On top of the above items, the handler needs to learn K9 specific topics such as:  K9 first aid, scent theory, scent article collection, as well as obtaining experience on real searches and the skills required for the selected canine search discipline.

What sort of testing do you do?

Before a dog can enter our program, it must have an entry level evaluation.  After that there are three more trailing levels and a final mission ready test.   We also encourage our handlers to obtain external certifications as well.

I’m really interested in becoming a handler.  What do I need to do?
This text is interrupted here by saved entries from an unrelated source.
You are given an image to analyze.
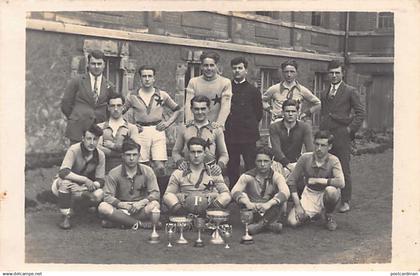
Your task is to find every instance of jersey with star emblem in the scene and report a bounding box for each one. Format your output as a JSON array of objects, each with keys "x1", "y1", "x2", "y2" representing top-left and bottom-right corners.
[{"x1": 185, "y1": 75, "x2": 232, "y2": 124}]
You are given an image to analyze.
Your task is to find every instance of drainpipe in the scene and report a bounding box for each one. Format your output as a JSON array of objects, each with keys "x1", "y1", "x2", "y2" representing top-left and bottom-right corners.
[{"x1": 343, "y1": 12, "x2": 350, "y2": 80}]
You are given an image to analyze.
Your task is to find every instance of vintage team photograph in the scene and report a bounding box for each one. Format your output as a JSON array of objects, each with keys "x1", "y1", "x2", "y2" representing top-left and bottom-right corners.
[{"x1": 24, "y1": 10, "x2": 394, "y2": 264}]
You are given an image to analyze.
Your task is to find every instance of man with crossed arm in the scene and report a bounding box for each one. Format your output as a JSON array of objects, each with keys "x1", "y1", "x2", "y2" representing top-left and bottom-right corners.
[
  {"x1": 231, "y1": 146, "x2": 290, "y2": 234},
  {"x1": 287, "y1": 130, "x2": 345, "y2": 231},
  {"x1": 98, "y1": 138, "x2": 160, "y2": 229}
]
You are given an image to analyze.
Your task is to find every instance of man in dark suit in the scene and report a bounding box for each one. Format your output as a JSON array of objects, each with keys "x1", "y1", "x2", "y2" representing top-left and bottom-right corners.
[
  {"x1": 61, "y1": 50, "x2": 114, "y2": 144},
  {"x1": 320, "y1": 60, "x2": 365, "y2": 213},
  {"x1": 225, "y1": 57, "x2": 263, "y2": 189}
]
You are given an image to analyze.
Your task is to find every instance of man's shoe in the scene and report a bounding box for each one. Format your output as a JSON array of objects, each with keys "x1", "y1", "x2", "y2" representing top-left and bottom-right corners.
[
  {"x1": 59, "y1": 215, "x2": 71, "y2": 230},
  {"x1": 101, "y1": 220, "x2": 115, "y2": 228},
  {"x1": 266, "y1": 222, "x2": 283, "y2": 234},
  {"x1": 248, "y1": 220, "x2": 265, "y2": 235},
  {"x1": 325, "y1": 215, "x2": 337, "y2": 231},
  {"x1": 338, "y1": 202, "x2": 350, "y2": 213}
]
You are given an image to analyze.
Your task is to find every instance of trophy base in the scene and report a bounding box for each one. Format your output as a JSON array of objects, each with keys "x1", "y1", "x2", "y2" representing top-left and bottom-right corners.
[
  {"x1": 176, "y1": 239, "x2": 189, "y2": 245},
  {"x1": 148, "y1": 237, "x2": 160, "y2": 244},
  {"x1": 194, "y1": 241, "x2": 204, "y2": 247},
  {"x1": 240, "y1": 238, "x2": 254, "y2": 245}
]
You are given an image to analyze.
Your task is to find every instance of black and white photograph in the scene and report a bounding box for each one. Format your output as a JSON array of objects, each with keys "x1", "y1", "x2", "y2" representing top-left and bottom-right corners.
[{"x1": 0, "y1": 0, "x2": 419, "y2": 273}]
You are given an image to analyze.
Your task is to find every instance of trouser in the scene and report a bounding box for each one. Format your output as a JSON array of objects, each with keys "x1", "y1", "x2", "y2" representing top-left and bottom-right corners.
[
  {"x1": 226, "y1": 142, "x2": 256, "y2": 189},
  {"x1": 330, "y1": 127, "x2": 352, "y2": 202},
  {"x1": 241, "y1": 204, "x2": 283, "y2": 224}
]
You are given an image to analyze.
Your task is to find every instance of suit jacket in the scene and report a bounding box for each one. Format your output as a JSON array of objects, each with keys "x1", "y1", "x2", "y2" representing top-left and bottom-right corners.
[
  {"x1": 61, "y1": 73, "x2": 114, "y2": 141},
  {"x1": 320, "y1": 81, "x2": 365, "y2": 134}
]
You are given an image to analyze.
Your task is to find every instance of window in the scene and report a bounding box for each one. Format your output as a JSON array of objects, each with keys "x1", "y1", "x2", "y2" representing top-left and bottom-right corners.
[
  {"x1": 258, "y1": 68, "x2": 279, "y2": 134},
  {"x1": 184, "y1": 62, "x2": 201, "y2": 88},
  {"x1": 377, "y1": 12, "x2": 394, "y2": 29},
  {"x1": 312, "y1": 72, "x2": 327, "y2": 127},
  {"x1": 104, "y1": 57, "x2": 123, "y2": 94},
  {"x1": 255, "y1": 11, "x2": 279, "y2": 19},
  {"x1": 311, "y1": 12, "x2": 322, "y2": 26}
]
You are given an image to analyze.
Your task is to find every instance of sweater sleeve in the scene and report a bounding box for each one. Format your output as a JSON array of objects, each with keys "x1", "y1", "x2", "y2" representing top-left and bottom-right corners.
[{"x1": 216, "y1": 79, "x2": 232, "y2": 127}]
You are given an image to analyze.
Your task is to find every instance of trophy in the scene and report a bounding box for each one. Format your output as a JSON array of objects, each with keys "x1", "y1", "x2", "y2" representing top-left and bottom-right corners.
[
  {"x1": 206, "y1": 210, "x2": 229, "y2": 245},
  {"x1": 169, "y1": 216, "x2": 192, "y2": 244},
  {"x1": 221, "y1": 224, "x2": 233, "y2": 249},
  {"x1": 240, "y1": 209, "x2": 254, "y2": 244},
  {"x1": 165, "y1": 222, "x2": 176, "y2": 248},
  {"x1": 193, "y1": 217, "x2": 206, "y2": 247},
  {"x1": 148, "y1": 207, "x2": 160, "y2": 244}
]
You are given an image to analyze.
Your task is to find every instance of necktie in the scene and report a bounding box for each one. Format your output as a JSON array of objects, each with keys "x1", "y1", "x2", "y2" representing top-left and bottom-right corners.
[
  {"x1": 93, "y1": 76, "x2": 99, "y2": 103},
  {"x1": 329, "y1": 85, "x2": 336, "y2": 99}
]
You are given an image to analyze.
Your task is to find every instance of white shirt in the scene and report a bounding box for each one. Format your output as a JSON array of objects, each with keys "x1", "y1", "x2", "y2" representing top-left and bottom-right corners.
[
  {"x1": 329, "y1": 81, "x2": 342, "y2": 97},
  {"x1": 233, "y1": 78, "x2": 246, "y2": 84},
  {"x1": 138, "y1": 88, "x2": 155, "y2": 106},
  {"x1": 89, "y1": 72, "x2": 103, "y2": 96}
]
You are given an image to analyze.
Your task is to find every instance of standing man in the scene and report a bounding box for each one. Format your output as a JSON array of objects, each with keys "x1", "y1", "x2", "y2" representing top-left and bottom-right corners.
[
  {"x1": 164, "y1": 137, "x2": 231, "y2": 215},
  {"x1": 231, "y1": 146, "x2": 290, "y2": 234},
  {"x1": 61, "y1": 50, "x2": 114, "y2": 144},
  {"x1": 98, "y1": 138, "x2": 160, "y2": 229},
  {"x1": 320, "y1": 60, "x2": 365, "y2": 213},
  {"x1": 51, "y1": 124, "x2": 105, "y2": 229},
  {"x1": 224, "y1": 57, "x2": 263, "y2": 189},
  {"x1": 172, "y1": 95, "x2": 228, "y2": 176},
  {"x1": 262, "y1": 59, "x2": 320, "y2": 123},
  {"x1": 287, "y1": 130, "x2": 345, "y2": 231},
  {"x1": 184, "y1": 51, "x2": 232, "y2": 128},
  {"x1": 97, "y1": 94, "x2": 140, "y2": 173},
  {"x1": 123, "y1": 65, "x2": 182, "y2": 193},
  {"x1": 269, "y1": 99, "x2": 314, "y2": 182}
]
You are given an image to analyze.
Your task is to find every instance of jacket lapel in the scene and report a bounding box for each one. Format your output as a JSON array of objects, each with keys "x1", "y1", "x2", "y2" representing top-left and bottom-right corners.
[
  {"x1": 97, "y1": 76, "x2": 109, "y2": 103},
  {"x1": 81, "y1": 74, "x2": 96, "y2": 105}
]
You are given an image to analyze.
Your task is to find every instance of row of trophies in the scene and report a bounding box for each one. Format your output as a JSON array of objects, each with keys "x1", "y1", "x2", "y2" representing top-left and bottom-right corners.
[{"x1": 148, "y1": 206, "x2": 255, "y2": 247}]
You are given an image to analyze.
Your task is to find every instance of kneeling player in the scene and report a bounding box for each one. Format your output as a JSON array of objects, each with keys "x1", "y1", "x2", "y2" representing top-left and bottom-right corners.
[
  {"x1": 231, "y1": 146, "x2": 290, "y2": 234},
  {"x1": 98, "y1": 138, "x2": 160, "y2": 229},
  {"x1": 287, "y1": 130, "x2": 345, "y2": 231},
  {"x1": 163, "y1": 137, "x2": 231, "y2": 215},
  {"x1": 51, "y1": 124, "x2": 105, "y2": 229}
]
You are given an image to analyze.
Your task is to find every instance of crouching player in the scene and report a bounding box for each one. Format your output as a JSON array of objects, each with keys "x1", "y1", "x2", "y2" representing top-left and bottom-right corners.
[
  {"x1": 287, "y1": 130, "x2": 345, "y2": 231},
  {"x1": 231, "y1": 146, "x2": 290, "y2": 234},
  {"x1": 51, "y1": 124, "x2": 105, "y2": 229},
  {"x1": 163, "y1": 137, "x2": 231, "y2": 216},
  {"x1": 98, "y1": 138, "x2": 160, "y2": 229}
]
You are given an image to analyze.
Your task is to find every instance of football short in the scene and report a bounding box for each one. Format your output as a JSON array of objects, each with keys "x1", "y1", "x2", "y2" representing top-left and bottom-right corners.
[
  {"x1": 300, "y1": 186, "x2": 340, "y2": 218},
  {"x1": 137, "y1": 126, "x2": 167, "y2": 162}
]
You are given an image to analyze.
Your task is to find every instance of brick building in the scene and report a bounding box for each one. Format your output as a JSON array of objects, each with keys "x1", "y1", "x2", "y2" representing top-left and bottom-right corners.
[{"x1": 25, "y1": 11, "x2": 394, "y2": 166}]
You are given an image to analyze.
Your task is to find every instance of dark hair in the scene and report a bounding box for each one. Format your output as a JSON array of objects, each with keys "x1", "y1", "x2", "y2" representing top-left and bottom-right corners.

We recommend two things.  First, attend a Kent County SAR open house.  This will give you a lot of information about how to become involved with the team.  The second is to observe a few of our weekly trainings and interact with the team.  Becoming a handler involves a lot of time and money.    It can be frustrating and yet be very rewarding.  We want people to understand the commitment level before they proceed.

We do NOT recommend getting a dog before you begin these initial steps.

I already have a dog that does really good at finding hidden food and “Bobby” when he hides.  I think he’d be good for search and rescue.  Can I have him join your team?

This is a popular question.  We suggest you read the above question “I’m really interested in becoming a handler”.  There are many steps to becoming a handler and getting a dog into the training program.  It’s not just the dog that needs to have its training.  The handler will undergo an immense amount of training as well.

What types of dogs do you have on your team?

We have a variety of dogs which includes labs, bloodhounds, and mixed breed dogs.   We are not breed specific; however, we do require a dog that is appropriate for search work.